Comment 18 Vsevolod Kukol 2015-09-23 12:47:03 UTC
Nothing new from my side. We have updated the Kernel on all testing and customer machines last month and the issue was fixed. I didn't test anything with 4.1+ Kernel (according to last comments on https://bugzilla.xamarin.com/show_bug.cgi?id=29212, the issue is still there) since I don't work on that project any more ;)

So for now I would propose to mark it as duplicate of #29212.

I'll ping my old team, maybe they can tell more.
Comment 19 Olaf Kober 2016-01-19 09:21:24 UTC
I'm also able to observe some nasty NRE when calling Change() on a System.Threading.Timer and I was able to put together a small sample application that reproduces this behavior, at least on our target systems (embedded systems). Find the solution attached (TimerTest.zip).
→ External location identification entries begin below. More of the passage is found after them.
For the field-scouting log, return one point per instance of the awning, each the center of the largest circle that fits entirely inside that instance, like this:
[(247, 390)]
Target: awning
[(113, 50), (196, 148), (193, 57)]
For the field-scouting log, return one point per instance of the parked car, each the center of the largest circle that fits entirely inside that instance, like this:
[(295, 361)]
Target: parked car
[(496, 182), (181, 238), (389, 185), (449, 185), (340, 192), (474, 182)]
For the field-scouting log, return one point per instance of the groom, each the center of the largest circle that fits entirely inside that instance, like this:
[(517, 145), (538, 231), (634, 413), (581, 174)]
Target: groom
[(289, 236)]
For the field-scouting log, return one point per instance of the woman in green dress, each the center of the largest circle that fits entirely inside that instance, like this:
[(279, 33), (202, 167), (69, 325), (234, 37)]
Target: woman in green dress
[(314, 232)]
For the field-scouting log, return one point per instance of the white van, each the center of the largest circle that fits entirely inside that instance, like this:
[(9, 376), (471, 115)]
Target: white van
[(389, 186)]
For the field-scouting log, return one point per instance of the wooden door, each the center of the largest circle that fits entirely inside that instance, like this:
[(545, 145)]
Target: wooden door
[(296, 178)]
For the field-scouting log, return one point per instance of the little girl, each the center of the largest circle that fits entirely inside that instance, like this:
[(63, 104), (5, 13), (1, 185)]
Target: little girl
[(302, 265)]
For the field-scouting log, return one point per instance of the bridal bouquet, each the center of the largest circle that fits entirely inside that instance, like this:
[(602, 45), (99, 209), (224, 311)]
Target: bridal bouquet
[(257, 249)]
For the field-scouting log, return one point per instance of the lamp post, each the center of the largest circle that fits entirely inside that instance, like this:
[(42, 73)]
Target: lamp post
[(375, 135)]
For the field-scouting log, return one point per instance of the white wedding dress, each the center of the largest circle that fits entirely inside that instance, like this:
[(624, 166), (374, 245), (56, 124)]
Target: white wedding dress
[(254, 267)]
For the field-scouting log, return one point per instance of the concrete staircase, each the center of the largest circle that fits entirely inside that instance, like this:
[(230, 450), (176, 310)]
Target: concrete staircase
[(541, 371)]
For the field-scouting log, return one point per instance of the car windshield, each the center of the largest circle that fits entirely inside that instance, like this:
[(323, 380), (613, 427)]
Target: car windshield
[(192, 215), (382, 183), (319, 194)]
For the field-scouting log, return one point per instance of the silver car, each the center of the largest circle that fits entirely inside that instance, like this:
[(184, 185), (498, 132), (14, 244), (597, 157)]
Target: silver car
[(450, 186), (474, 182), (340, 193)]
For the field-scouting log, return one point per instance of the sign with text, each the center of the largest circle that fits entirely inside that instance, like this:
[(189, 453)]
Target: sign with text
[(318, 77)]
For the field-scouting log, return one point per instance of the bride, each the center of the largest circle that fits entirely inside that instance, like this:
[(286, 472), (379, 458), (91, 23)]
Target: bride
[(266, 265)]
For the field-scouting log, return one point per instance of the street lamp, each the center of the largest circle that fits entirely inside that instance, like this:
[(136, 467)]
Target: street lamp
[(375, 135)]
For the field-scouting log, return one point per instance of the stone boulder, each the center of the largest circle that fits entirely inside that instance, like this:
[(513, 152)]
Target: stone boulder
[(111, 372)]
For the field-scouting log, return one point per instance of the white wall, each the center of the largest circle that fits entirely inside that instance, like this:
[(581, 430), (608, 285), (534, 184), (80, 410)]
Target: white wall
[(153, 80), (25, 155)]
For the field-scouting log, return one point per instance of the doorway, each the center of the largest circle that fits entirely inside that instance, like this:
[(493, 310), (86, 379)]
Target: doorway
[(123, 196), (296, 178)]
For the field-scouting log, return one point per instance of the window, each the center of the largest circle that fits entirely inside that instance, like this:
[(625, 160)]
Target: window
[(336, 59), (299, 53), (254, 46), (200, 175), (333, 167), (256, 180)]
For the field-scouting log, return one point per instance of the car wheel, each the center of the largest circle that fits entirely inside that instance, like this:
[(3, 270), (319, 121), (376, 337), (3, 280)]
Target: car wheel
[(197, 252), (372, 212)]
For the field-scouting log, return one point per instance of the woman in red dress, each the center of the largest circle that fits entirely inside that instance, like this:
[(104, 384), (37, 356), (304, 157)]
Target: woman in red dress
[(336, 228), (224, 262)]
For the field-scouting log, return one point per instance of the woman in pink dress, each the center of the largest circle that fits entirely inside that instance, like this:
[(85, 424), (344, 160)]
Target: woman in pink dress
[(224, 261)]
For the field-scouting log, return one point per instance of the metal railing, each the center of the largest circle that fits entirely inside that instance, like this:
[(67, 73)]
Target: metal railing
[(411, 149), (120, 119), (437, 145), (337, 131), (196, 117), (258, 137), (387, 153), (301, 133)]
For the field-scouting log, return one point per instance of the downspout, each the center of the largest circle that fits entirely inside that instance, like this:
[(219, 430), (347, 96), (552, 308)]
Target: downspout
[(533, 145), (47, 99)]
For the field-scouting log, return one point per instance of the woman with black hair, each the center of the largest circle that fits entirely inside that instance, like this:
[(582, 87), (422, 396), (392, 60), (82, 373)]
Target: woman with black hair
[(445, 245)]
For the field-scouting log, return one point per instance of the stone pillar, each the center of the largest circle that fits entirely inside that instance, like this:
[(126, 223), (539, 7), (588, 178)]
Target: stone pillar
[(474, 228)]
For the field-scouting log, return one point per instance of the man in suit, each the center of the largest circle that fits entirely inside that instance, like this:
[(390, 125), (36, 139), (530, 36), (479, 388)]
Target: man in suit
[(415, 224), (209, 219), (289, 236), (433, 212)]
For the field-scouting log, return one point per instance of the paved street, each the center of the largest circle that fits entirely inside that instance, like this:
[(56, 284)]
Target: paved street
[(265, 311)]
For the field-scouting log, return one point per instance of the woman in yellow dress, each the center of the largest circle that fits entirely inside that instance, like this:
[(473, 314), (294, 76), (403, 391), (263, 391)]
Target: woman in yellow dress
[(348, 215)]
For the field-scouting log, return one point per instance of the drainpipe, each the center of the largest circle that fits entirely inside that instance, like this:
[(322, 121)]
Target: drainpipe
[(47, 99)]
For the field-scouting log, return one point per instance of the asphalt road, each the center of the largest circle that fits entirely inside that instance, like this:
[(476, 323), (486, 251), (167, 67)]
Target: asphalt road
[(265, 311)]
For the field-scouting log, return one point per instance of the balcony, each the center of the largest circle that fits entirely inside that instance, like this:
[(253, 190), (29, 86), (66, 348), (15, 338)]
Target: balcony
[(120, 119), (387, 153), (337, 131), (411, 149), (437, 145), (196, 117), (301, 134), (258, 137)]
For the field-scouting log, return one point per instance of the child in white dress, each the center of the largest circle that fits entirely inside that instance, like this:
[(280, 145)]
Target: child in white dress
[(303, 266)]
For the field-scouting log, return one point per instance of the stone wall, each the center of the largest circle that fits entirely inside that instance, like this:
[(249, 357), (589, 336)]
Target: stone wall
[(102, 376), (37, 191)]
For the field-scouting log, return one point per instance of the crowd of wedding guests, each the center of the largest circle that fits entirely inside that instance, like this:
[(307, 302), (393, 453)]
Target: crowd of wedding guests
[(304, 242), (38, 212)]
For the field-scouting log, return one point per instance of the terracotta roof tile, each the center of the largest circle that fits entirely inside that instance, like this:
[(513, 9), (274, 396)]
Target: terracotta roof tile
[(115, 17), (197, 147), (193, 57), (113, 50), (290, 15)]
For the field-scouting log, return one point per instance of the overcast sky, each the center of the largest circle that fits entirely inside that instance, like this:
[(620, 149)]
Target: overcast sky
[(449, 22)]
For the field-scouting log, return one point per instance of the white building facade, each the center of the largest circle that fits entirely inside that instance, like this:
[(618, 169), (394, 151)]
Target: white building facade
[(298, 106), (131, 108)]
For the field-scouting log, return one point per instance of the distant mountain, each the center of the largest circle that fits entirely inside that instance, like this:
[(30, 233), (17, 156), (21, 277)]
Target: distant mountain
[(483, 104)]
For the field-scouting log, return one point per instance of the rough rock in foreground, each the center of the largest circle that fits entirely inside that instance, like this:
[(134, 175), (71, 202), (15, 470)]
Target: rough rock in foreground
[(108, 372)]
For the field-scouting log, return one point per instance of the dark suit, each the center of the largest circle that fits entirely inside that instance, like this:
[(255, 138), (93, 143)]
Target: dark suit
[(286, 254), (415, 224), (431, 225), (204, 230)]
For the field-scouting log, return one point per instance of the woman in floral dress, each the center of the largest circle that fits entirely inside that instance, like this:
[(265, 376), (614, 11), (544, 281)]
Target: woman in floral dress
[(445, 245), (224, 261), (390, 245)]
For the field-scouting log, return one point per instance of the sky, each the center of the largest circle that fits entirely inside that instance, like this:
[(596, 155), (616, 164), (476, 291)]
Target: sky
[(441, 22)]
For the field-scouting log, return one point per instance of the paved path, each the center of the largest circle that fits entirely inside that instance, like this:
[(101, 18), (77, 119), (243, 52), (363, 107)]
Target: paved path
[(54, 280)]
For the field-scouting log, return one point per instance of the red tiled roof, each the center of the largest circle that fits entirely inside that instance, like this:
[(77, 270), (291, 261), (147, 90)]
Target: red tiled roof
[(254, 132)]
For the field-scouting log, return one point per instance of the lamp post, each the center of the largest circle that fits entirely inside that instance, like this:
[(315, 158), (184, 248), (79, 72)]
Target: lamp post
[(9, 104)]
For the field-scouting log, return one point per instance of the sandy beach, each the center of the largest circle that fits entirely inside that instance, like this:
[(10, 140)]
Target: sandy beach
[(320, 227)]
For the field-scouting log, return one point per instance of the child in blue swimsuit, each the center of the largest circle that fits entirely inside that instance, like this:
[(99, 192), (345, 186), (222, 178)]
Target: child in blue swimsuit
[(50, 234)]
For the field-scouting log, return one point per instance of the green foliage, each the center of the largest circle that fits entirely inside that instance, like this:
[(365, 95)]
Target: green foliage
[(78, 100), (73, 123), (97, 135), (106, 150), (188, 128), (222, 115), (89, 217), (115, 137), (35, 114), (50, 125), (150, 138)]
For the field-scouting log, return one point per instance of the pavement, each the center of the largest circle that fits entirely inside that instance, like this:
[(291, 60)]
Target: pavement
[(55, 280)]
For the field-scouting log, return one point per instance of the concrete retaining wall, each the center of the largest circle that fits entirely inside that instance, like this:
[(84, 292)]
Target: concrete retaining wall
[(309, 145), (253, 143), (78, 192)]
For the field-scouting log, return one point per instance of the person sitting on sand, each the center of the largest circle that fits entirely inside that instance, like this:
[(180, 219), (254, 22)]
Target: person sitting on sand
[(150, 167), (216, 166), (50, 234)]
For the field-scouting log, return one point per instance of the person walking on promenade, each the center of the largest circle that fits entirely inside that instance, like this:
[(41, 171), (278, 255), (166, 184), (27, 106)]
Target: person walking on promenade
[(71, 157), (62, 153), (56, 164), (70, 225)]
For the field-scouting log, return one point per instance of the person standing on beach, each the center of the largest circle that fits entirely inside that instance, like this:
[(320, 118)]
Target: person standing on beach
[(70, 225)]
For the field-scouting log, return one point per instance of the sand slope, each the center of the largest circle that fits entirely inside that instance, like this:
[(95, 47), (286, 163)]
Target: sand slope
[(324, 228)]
Our target systems are iMX6-based embedded systems with a custom-build linux and Mono We have two flavors of this system, a single core and a dual core variant. On the single core machine it is pretty easy to reproduce the NRE, on the dual core machine it happens occasionally, much less often, but it happens too.

On the other hand, I was also able to reproduce it on my personal Pi 2 with latest Raspbian and Mono This is a four core machine and here it was also pretty easy to generate the NREs.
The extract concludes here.